During my undergraduate career, in one of the first education classes that I took, we learned a small amount about neuroscience and how the brain forms synapse when new information is taken in. Short-term memory is turned into long-term memory is turned into understanding. Knowing what you want your students to learn is one thing. But how will they actually learn it?
Considering the actual learning process is an important step when thinking about students and teaching. First, we have to consider how we define “learning”. Do we think of learning as remembering facts, or rather, a deep understanding of a topic? Most teachers would say that they strive for the latter. In the book How People Learn: Brain, Mind, Experience and School, learning is described as making connections to prior knowledge and understanding the relationships (Donovan & Bransford & Pellegrino, 2000, p. 9). So as described before, one brain synapse literally connects to another. There in lies the challenge of activating that background knowledge, making sure that knowledge is correct, and guiding students to making those lasting connections. These rich connections will then enable students to transfer their knowledge and understanding to other subject areas and problems (Donovan & Bransford & Pellegrino, 2000, p. 51).
It is critical for teachers to examine which methods will facilitate learning in the best way. In his article Why School? TED Ebook Author Rethinks Education When Information is Everywhere, blogger Jim Daily (2012) interviews author Will Richardson. Richardson explains that there is a shift from teachers being the conveyers of knowledge to being the facilitators of learning. “Schools were built on the fundamental premise that teachers and knowledge and information were scarce. That is no longer the reality” (Daily, 2012). Teachers should no longer expect to stand at the front of the class and lecture facts, but rather, provide the coaching and the tools that can enable students to find the information on their own. This mindset and practice puts kids in charge of their learning and the connections they are making. Running a learner-centered classroom hand in hand with the technology at our disposal can help foster metacognitive students who are positive digital citizens. (Daily, 2012).

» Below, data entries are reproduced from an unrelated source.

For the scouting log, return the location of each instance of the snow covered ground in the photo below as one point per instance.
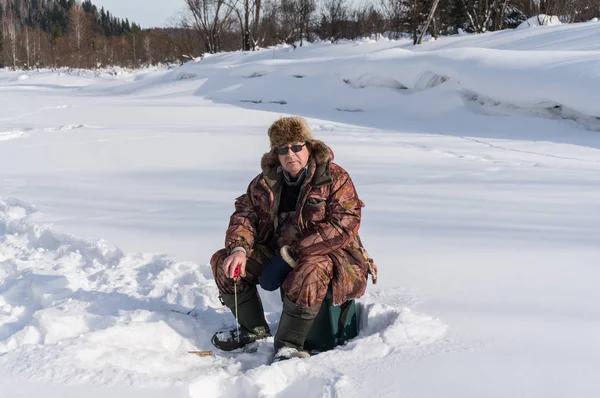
(478, 158)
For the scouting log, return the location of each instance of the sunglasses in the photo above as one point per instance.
(294, 148)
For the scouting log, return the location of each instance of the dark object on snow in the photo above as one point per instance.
(253, 325)
(334, 325)
(274, 273)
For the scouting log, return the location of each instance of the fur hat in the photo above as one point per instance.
(287, 130)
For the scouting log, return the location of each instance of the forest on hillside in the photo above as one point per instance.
(56, 33)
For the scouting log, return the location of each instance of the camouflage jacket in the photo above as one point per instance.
(328, 212)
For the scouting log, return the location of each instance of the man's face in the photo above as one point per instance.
(294, 162)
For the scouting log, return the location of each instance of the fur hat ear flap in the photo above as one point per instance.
(288, 130)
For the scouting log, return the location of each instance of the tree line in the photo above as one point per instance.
(55, 33)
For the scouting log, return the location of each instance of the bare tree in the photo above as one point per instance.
(394, 12)
(297, 14)
(211, 18)
(334, 14)
(9, 33)
(479, 13)
(429, 19)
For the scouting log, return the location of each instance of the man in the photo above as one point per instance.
(296, 228)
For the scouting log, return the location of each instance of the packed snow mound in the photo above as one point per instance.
(540, 20)
(76, 311)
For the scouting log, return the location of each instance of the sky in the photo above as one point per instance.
(147, 13)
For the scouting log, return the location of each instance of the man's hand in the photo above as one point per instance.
(235, 259)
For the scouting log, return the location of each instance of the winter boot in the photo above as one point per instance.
(251, 317)
(294, 326)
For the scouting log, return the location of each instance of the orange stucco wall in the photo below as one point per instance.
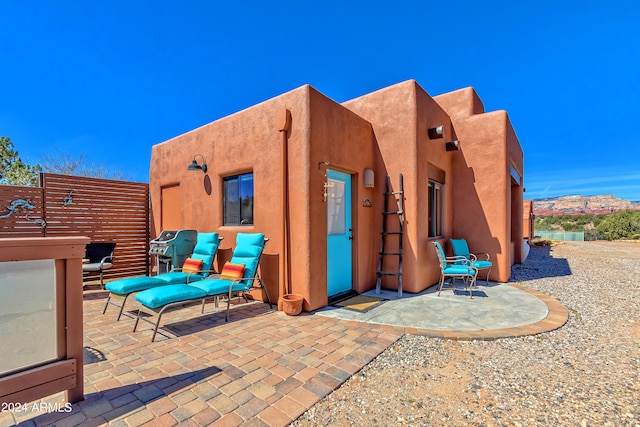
(321, 131)
(386, 131)
(528, 219)
(401, 116)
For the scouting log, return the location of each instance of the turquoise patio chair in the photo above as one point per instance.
(455, 268)
(460, 248)
(247, 253)
(205, 251)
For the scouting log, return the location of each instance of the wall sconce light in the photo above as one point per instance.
(436, 132)
(453, 145)
(194, 166)
(369, 178)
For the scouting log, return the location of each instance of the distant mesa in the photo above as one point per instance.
(576, 205)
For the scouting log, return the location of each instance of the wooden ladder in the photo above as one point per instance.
(397, 210)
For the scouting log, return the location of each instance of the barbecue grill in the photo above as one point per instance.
(171, 248)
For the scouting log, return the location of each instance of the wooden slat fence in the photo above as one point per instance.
(101, 209)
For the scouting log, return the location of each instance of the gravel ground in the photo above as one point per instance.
(583, 374)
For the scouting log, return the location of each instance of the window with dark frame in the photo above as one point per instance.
(238, 199)
(436, 211)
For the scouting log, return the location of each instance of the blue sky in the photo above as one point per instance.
(109, 79)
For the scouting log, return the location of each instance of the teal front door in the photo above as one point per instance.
(339, 233)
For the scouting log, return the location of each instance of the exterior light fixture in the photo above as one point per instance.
(453, 145)
(369, 178)
(194, 166)
(436, 132)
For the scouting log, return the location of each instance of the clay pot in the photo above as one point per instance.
(292, 304)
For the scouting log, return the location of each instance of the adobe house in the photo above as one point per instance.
(324, 215)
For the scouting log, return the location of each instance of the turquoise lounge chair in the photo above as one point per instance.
(248, 250)
(455, 268)
(460, 248)
(205, 251)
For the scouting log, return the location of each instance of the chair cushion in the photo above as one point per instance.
(205, 250)
(96, 266)
(481, 264)
(219, 287)
(460, 248)
(232, 271)
(192, 265)
(133, 284)
(178, 277)
(163, 295)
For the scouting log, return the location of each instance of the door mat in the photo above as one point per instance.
(360, 303)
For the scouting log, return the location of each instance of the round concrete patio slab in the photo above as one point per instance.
(495, 311)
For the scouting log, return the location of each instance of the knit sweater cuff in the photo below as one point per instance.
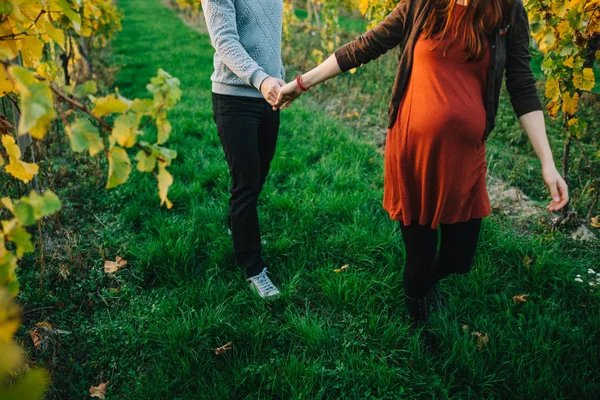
(258, 77)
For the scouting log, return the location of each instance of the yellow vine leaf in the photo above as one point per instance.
(552, 89)
(165, 180)
(19, 169)
(6, 84)
(37, 103)
(570, 103)
(109, 105)
(363, 6)
(99, 391)
(145, 162)
(55, 34)
(592, 5)
(164, 129)
(552, 107)
(584, 80)
(71, 14)
(31, 51)
(84, 136)
(125, 129)
(111, 267)
(119, 167)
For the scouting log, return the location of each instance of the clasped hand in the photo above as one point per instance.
(279, 94)
(287, 94)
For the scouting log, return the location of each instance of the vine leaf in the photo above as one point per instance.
(119, 167)
(125, 130)
(37, 103)
(99, 391)
(111, 267)
(165, 180)
(19, 169)
(584, 80)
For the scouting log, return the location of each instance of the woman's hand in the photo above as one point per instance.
(558, 188)
(287, 95)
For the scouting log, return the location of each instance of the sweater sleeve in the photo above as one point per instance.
(220, 18)
(520, 80)
(376, 42)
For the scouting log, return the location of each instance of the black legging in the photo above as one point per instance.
(425, 265)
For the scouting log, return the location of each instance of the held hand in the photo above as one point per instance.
(558, 188)
(287, 95)
(270, 89)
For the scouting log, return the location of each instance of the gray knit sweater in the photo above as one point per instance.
(246, 35)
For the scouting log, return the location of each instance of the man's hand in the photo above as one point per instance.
(287, 95)
(558, 188)
(270, 89)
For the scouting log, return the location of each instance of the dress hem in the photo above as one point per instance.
(474, 215)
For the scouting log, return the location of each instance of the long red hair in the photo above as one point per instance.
(481, 17)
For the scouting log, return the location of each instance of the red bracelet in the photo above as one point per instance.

In this new age of understanding learning combined with abundant and accessible information, educators should take a step back and consider the best 21st century way to teach and help students attain deep understanding a topic. When deep understanding is achieved and connections are understood, students are well on their way to mastering a topic. We refer to this as conditionalized knowledge. “Experts’ knowledge is ‘conditionalized’—it included a specification of the contexts in which it is useful” (Donovan & Bransford & Pellegrino, 2000, p. 43). Simply stated, conditionalized knowledge means that this understanding can be easily applied to any problem or question, at any time, without having to rack one’s brain. Donovan et al point out that many forms of curricula do not enable conditionalizing because they do not facilitate making connections to the material, “students will fail to conditionalized their knowledge because they know which chapter the problems can from and so automatically use this information to decide which concepts and forms are relevant” (Donovan & Bransford & Pellegrino, 2000, p. 43). Teachers must step up to supplement this missing piece of their curriculum.
For example, teaching writing can prove difficult when students don’t have conditionalized knowledge about a writing technique. Let’s say that a 3rd grade teacher gives a lesson on how to write an accordion paragraph. That teacher then gives the students several activities over the next few days to practice writing an accordion paragraph. However, a few weeks later, the teacher notices that many of the students only write an accordion paragraph when required to do so. They do not apply their knowledge to writing at other times when “accordion paragraph” is not specified in the directions. It’s not that the students are lazy per say—it’s that their knowledge of writing an appropriate accordion paragraph is not conditionalized. They are not experts. They don’t know that this style of writing can be useful in all of their paragraphs. Having the understanding of an accordion paragraph and being able to write one when directed to do so makes these students novices. They can be called experts when they automatically apply their writing skill to any writing that they set out to do.
Technology is creating different types of learning, which means we need different types of teachers (Knobel & Lanksher, 2006). It’s key to remember that even though students interact with knowledge in different ways, the way they learn is still the same. Teachers need to keep in mind that even though students can create beautiful projects on the computer doesn’t mean that their knowledge is conditionalized. Facilitating metacognition and connecting those brain synapses remains of utmost importance, even if the means of achieving it are constantly changing.
Daily, J. (2012, September 14). Why School? TED ebook author rethinks education when information is everywhere. TED Blog. TED Blog: Further reading on ideas worth spreading. Retrieved June 30, 2013, from http://blog.ted.com/2012/09/14/why-school-ted-ebook-author-rethinks-education-when-information-is-everywhere/
Donovan, S., Bransford, J., & Pellegrino, J. (2000). How people learn: Brain, mind, experience and school. Washington, DC: National Academy Press. Retrieved from http://www.nap.edu/openbook.php?isbn=0309070368
Knobel, M. & Lankshear, C. (2006). Discussing New Literacies. Language Arts, 84(1), 78-86. Retrieved June 11, 2011, from Research Library Core. (Document ID: 1135586201).